An increase in spodumene prices is also having an effect on non-integrated producers, placing upward pressure on costs for conversion operations, Graves said.
"Given these higher cost pressures, we are starting to see some lithium supply contracts being strained with multiyear agreements with limited or no price flexibility quickly becoming unprofitable for these nonintegrated converters," he said. "With little to no surplus carbonate or hydroxide available in the market today, we expect that many of these contracts will come under pressure to be renegotiated in the coming quarters."
EV demand in the first quarter of 2021 was strong in all three major regions, with EV sales in March up around 100% month on month in China and Europe and up 70% in the US, he said.
"Responding to this strong data and supported by increasing EV sales forecast by [original equipment manufacturers], battery supply chains have accelerated their activity in the last few months, reflecting a confidence that these demand trends for EVs will continue," Graves said. "This is a stark difference from most of last year when COVID-19-related uncertainty drove many purchases to delay orders and avoid building any potential excess inventory."
While there have been some meaningful disruptions in the broader battery supply chain -- especially with regard to availability of shipping containers and restrictions around movement of people, goods and materials in some key geographies -- Graves said Livent has not seen EV production itself slowdown in the same way it has for many traditional internal combustion engine models.
"It certainly appears that OEMs are prioritizing successful EV launches when they are otherwise constrained driven by factors that include emission regulations, a desire for first-mover advantage and increasingly consumer preferences," he said.
Amid the increased demand, Livent has resumed previously paused capacity expansion plans in the US and Argentina, completing a 5,000 mt hydroxide addition in Bessemer City, North Carolina, as well as its phase 1 carbonate expansion of 10,000 mt in Argentina, it said May 3. The projects, which were paused in March 2020 shortly after the onset of the coronavirus pandemic, are now expected to reach commercial production by Q3 2022 and Q1 2023, respectively.

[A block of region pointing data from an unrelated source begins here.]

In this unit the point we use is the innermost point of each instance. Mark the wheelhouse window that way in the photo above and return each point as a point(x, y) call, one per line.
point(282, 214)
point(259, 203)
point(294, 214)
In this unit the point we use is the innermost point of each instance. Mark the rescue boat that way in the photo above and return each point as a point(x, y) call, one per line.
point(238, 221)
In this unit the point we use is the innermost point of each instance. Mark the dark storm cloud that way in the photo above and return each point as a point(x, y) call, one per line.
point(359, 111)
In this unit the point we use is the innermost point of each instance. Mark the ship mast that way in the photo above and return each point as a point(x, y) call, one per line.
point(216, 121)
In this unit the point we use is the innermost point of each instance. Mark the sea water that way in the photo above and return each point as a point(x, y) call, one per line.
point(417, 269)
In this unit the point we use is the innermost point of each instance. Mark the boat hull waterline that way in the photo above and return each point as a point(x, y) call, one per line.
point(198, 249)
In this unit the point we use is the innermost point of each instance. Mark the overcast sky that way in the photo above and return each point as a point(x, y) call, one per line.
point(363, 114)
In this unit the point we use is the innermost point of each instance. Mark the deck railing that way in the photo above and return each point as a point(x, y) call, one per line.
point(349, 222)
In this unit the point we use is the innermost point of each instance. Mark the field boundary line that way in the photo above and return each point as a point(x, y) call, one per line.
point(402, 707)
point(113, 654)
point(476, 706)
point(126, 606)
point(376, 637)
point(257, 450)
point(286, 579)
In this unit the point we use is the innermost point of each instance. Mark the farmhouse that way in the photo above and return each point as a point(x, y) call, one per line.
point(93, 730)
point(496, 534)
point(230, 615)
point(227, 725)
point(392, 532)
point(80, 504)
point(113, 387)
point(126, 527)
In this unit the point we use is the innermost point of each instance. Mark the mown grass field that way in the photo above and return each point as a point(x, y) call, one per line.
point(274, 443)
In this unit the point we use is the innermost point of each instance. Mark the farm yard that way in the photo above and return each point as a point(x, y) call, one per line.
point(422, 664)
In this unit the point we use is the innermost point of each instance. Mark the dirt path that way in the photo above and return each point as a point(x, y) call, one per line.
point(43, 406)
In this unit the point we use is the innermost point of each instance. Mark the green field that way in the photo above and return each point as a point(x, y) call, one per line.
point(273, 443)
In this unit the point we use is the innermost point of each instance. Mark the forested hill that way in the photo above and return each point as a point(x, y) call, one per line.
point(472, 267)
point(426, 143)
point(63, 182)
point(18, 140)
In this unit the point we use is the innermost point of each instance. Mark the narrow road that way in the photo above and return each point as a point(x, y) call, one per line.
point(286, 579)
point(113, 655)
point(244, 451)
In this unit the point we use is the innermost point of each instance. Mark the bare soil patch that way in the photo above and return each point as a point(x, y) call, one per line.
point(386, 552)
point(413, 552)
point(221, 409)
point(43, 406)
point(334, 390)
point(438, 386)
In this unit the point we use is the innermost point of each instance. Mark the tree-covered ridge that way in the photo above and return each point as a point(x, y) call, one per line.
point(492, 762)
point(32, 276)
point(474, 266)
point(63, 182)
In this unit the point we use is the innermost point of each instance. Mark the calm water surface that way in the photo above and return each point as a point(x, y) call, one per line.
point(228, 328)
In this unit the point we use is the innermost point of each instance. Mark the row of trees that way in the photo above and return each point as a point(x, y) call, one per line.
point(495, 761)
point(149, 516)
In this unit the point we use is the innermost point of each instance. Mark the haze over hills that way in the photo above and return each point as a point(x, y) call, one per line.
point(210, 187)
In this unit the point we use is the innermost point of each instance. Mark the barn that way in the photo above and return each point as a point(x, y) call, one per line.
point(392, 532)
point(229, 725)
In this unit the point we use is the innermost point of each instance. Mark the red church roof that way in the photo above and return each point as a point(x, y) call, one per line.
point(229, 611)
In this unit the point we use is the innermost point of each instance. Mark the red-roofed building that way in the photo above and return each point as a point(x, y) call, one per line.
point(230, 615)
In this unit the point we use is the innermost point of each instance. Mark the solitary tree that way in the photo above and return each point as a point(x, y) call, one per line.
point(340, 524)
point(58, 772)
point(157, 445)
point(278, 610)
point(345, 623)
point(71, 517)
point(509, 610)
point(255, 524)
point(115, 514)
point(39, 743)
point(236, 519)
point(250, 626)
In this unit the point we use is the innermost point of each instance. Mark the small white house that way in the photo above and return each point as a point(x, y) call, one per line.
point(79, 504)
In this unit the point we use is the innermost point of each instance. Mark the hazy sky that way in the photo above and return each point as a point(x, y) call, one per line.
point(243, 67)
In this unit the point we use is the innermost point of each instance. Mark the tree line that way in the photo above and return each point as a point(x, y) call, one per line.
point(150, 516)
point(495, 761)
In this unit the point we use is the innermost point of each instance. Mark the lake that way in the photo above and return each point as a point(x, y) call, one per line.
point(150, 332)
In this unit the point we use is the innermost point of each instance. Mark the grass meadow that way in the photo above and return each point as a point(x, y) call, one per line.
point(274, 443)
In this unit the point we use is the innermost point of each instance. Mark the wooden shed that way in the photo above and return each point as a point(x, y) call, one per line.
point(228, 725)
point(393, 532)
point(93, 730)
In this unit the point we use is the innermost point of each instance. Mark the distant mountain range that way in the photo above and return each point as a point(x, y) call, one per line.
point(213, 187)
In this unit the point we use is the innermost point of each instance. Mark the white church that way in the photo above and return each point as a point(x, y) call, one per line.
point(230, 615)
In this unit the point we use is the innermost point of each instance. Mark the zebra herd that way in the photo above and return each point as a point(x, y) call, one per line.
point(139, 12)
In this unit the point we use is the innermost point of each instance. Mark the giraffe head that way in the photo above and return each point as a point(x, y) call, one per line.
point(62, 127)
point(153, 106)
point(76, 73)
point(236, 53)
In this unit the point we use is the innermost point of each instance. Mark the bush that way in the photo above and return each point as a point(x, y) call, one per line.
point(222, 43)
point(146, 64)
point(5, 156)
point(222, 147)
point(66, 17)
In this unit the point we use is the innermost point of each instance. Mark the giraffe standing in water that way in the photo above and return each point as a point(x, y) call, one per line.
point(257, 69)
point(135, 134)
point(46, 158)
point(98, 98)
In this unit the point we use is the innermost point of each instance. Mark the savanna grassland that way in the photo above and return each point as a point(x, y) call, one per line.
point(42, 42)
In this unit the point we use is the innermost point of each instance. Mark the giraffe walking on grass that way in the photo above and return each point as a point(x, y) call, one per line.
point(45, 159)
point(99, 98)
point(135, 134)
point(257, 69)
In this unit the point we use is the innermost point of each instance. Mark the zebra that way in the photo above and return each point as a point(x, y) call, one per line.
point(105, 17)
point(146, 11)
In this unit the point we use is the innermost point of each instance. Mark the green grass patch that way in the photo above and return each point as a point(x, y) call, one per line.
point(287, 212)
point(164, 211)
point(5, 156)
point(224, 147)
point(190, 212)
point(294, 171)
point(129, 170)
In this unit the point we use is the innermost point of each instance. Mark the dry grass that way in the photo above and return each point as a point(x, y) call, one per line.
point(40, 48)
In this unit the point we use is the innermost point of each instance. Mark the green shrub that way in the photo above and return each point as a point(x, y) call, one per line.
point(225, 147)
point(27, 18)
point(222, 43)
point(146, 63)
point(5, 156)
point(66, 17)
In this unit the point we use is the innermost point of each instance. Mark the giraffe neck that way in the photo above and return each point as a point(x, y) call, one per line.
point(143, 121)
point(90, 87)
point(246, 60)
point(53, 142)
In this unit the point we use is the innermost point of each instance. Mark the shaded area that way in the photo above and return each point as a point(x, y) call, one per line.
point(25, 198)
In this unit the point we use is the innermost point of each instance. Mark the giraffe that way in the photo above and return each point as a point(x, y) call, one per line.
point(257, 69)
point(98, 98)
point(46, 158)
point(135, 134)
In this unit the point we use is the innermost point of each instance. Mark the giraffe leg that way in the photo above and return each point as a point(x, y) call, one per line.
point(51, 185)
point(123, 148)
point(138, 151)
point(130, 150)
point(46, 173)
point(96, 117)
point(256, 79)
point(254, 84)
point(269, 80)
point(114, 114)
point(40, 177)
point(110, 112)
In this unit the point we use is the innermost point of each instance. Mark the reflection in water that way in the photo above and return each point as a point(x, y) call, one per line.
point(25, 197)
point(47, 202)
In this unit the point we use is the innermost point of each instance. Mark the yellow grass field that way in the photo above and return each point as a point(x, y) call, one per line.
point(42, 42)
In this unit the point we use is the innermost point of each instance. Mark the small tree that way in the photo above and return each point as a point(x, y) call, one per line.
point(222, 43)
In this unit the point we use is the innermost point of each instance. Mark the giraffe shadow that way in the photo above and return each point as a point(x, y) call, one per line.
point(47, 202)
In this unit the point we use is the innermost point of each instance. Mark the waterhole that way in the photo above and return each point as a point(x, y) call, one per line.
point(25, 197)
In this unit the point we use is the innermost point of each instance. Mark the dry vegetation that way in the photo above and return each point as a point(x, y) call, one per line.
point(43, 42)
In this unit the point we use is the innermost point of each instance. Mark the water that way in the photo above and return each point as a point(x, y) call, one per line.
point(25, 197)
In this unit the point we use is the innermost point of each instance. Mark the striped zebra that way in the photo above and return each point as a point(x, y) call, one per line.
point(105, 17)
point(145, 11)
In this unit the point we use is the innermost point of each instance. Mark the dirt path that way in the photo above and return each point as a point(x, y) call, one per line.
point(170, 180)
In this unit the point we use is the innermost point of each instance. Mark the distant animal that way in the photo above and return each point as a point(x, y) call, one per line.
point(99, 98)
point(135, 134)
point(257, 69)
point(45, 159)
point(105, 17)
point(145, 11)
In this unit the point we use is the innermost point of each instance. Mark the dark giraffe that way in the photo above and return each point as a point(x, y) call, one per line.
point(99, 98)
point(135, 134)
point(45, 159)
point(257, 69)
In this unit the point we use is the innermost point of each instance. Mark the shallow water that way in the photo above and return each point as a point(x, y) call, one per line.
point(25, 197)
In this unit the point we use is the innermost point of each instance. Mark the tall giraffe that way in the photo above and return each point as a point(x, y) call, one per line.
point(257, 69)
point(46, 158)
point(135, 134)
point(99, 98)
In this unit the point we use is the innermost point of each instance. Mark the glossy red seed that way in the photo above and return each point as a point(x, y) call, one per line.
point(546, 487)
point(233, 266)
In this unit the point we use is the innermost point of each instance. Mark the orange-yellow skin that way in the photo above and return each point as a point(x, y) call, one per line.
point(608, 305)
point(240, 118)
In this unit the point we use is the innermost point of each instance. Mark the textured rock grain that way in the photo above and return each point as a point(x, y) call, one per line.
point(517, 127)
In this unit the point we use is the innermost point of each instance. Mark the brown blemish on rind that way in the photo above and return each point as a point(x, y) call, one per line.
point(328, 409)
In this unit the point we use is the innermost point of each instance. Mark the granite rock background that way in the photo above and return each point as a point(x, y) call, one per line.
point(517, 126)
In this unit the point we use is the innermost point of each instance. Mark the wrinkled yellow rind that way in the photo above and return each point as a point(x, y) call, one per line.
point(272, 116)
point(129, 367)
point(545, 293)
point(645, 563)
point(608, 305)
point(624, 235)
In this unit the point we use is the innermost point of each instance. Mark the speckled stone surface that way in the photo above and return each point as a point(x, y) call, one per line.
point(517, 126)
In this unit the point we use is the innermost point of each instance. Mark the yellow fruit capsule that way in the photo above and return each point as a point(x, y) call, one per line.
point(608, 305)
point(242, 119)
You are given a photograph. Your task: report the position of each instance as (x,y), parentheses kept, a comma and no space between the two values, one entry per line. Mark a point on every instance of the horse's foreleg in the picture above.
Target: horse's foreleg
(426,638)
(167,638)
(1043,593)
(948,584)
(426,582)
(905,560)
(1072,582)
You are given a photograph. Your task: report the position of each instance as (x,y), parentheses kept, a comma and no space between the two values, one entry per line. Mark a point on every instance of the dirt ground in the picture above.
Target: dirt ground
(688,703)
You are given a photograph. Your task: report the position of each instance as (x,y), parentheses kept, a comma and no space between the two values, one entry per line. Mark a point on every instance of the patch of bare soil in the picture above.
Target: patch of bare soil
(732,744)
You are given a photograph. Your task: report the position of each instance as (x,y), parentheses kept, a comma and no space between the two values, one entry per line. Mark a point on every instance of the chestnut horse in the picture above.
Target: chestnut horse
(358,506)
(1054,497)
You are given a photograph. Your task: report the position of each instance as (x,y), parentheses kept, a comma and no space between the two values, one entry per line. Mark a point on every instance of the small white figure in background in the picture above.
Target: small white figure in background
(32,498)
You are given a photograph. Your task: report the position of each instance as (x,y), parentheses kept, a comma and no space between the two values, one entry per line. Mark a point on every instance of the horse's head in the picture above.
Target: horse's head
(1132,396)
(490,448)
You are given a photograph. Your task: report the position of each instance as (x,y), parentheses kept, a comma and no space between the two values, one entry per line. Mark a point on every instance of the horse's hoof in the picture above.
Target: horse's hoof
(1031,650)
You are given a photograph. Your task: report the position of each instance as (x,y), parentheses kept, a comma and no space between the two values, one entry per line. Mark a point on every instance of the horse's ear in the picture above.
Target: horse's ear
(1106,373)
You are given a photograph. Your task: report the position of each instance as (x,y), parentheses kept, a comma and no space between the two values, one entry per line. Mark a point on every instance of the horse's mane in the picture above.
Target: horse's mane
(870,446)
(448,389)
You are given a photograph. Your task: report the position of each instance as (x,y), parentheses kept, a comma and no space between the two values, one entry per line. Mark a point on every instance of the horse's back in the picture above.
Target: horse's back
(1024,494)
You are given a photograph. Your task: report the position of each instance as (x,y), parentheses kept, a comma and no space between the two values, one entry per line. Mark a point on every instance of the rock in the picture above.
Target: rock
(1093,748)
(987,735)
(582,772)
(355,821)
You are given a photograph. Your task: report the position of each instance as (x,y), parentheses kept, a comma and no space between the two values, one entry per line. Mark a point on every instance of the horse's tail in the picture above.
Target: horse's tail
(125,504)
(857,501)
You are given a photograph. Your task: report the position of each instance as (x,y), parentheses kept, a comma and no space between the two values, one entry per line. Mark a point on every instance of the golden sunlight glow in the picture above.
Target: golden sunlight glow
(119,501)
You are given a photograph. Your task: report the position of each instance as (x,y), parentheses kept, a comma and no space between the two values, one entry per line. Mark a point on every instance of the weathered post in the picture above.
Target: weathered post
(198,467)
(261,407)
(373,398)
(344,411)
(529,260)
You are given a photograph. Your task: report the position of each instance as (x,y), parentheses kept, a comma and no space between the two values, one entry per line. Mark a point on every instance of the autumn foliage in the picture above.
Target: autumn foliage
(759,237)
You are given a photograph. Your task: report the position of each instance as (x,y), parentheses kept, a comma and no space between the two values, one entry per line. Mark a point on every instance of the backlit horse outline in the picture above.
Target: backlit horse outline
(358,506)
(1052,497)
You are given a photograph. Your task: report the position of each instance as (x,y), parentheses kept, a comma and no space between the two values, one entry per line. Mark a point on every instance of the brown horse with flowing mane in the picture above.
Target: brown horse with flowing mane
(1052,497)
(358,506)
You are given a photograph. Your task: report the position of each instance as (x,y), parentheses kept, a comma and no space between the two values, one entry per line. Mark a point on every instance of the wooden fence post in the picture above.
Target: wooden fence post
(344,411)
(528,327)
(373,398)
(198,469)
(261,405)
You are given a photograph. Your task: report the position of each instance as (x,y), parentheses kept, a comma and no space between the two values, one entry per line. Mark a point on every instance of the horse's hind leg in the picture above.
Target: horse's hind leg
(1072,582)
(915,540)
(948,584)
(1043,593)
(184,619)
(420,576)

By the end of 2023, Livent plans to roughly double its carbonate capacity in Argentina from current levels to 40,000 mt, Graves said. Based on the current plans, once these expansions are complete, Livent will have a surplus of about 14,000 mt of carbonate, he said.
"This is important for two reasons: First, it eliminates the need to source third-party carbonate to feed our hydroxide units, which will increase our profit margins in lithium hydroxide," he said. "Second, it gives us the flexibility to participate in the growing carbonate market or to provide additional feedstock for further hydroxide expansion should our customers need it."
Livent reported a net loss of $800,000 on revenue of $91.7 million in Q1. By comparison, the company reported a net loss of $1.9 million on revenue of $68.5 million in Q1 2020.